Research paper by Troy T Purvis, Jason M JM Vaughn, True L TL Rogers, Xiaoxia X Chen, Kirk A KA Overhoff, Prapasri P Sinswat, Jiahui J Hu, Jason T JT McConville, Keith P KP Johnston, Robert O RO Williams

Indexed on: 04 Jul '06Published on: 04 Jul '06Published in: International Journal of Pharmaceutics


The biopharmaceutical classification system (BCS) is used to group pharmaceutical actives depending upon the solubility and permeability characteristics of the drug.
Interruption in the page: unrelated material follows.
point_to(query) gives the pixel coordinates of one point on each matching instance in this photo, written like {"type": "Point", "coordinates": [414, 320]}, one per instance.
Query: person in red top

BCS class II compounds are poorly soluble but highly permeable, exhibiting bioavailability that is limited by dissolution. The dissolution rate of BCS class II drug substances may be accelerated by enhancing the wetting of the bulk powder and by reducing the primary particle size of the drug to increase the surface area. These goals may be achieved by nucleating drug particles from solution in the presence of stabilizing excipients. In the spray freezing into liquid (SFL) process, a drug containing solution is atomized and frozen rapidly to engineer porous amorphous drug/excipient particles with high surface areas and dissolution rates. Aqueous suspensions of nanostructured particles may be produced from organic solutions by evaporative precipitation into aqueous solution (EPAS). The suspensions may be dried by lyophilization. The particle size and morphology may be controlled by the type and level of stabilizers. In vivo studies have shown increased bioavailability of a wide variety of drugs particles formed by SFL or EPAS. For both processes, increased serum levels of danazol (DAN) were observed in mice relative to bulk DAN and the commercial product, Danocrine. Orally dosed itraconazole (ITZ) compositions, formed by SFL, produce higher serum levels of the drug compared to the commercial product, Sporanox oral solution. Additionally, nebulized SFL processed ITZ particles suspended in normal saline have been dosed via the pulmonary route and led to extended survival times for mice inoculated with Aspergillis flavus. SFL and EPAS processes produce amorphous drug particles with increased wetting and dissolution rates, which will subsequently supersaturate biological fluids in vivo, resulting in increased drug bioavailability and efficacy.